By keeping the atomic logic to a utility function we can keep the shader pretty close in form to our first pass. The quantization of the value is a simple multiply, and we swap out some +=s for atomicAdd()s, but otherwise it’s recognizable as the same logic.

Dequantizing and normalizing the results

I pulled the entry point for the second step out of the shader above because for the normalization pass we’re operating on each vector in isolation and no longer need to worry about synchronizing access between them. As a result we don’t need the storage array to be atomic any more. (It can be, but then you’d need to read every value with atomicLoad() and that’s slower.)

Note that both of these shaders would use the same buffer for the quantized data. In fact you could even use the same bind group for both shaders. The concept of atomic values only applies within the WGSL shader itself, and doesn’t require any changes to the buffer, bind group layouts, or any other WebGPU calls.

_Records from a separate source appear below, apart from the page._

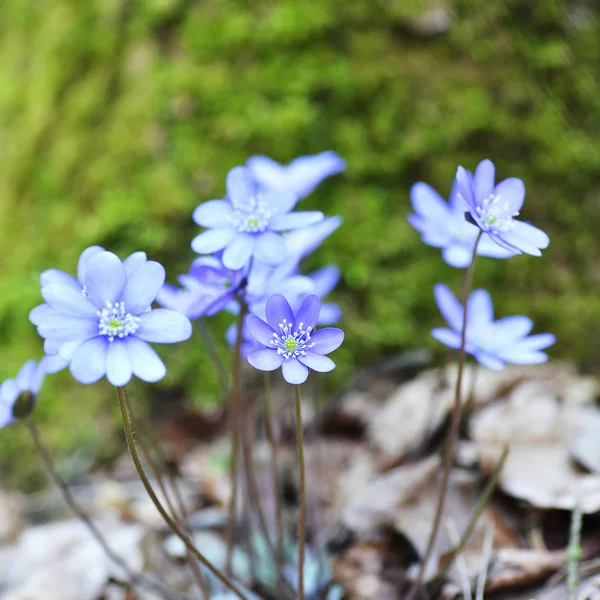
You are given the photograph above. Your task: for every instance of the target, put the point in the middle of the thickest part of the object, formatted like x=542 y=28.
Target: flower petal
x=41 y=312
x=483 y=180
x=309 y=312
x=133 y=262
x=281 y=201
x=317 y=362
x=104 y=279
x=259 y=330
x=240 y=185
x=84 y=261
x=143 y=286
x=327 y=340
x=238 y=252
x=55 y=276
x=67 y=301
x=118 y=365
x=294 y=372
x=295 y=220
x=278 y=310
x=449 y=306
x=214 y=213
x=89 y=362
x=447 y=336
x=213 y=240
x=163 y=326
x=270 y=248
x=65 y=328
x=145 y=362
x=265 y=359
x=511 y=192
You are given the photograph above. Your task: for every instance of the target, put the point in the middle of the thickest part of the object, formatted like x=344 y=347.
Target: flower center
x=115 y=322
x=290 y=343
x=495 y=215
x=252 y=217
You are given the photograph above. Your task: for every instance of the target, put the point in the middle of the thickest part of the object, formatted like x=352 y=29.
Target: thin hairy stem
x=181 y=515
x=302 y=519
x=125 y=415
x=454 y=426
x=269 y=418
x=236 y=394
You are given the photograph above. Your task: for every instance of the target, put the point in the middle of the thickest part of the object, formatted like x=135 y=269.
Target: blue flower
x=493 y=208
x=248 y=222
x=290 y=341
x=492 y=343
x=28 y=380
x=206 y=289
x=103 y=329
x=301 y=176
x=443 y=225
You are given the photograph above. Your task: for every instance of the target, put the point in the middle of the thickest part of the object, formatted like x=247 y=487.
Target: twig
x=454 y=426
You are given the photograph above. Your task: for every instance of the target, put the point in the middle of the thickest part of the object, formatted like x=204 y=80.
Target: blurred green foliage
x=118 y=117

@group(0) @binding(0) var<uniform> vertexCount: u32;

@group(0) @binding(3) var<storage> quantized_normals: array<i32>;
@group(0) @binding(4) var<storage, read_write> normals: array<vec3f>;

const DEQUANTIIZE_FACTOR = 1.0 / 32768.0;
fn getNormal(index: u32) -> vec3f {
  // Loads the quantized normal values into a vector and dequantizes them.
  return vec3f(f32(quantized_normals[index*3]),
               f32(quantized_normals[index*3+1]),
               f32(quantized_normals[index*3+2])) * DEQUANTIIZE_FACTOR;
}

// Step 2: Normalize the accumulated normals.
@compute @workgroup_size(64)
fn normalizeNormals(@builtin(global_invocation_id) globalId : vec3u) {
  let i = globalId.x;
  if (i >= vertexCount) { return; }

  normals[i] = normalize(getNormal(i));
}

You can see that this is really just the reverse of the quantization and destructuring of the normal vectors that was done in the prior shader. We fetch the individual values out of the storage buffer, pack them into a vec3f, and multiply by the inverse of the quatization value to get the final, accumulated normal. It’s then normalized and written out to the destination buffer, when it can then presumably be used as a vertex attribute accompanying the original buffer with the positions in it.

Have fun, and make cool stuff!

That’s a quick look at some of the patterns that can be used when working with vertex data in compute shaders, though as mentioned earlier they apply to any input data that doesn’t perfectly fit with compute shaders data alignment rules.

Compute shaders unlock so many interesting possibilities for WebGPU, both for graphical uses and beyond, so it’s a little unfortunate that they can require this type of jumping through hoops to coerce them into working with your data, but it’s a managable task and the performance benefits can be immense!

Good luck on whatever projects are ahead of you, I can’t wait to see what the spectacularly creative web community builds!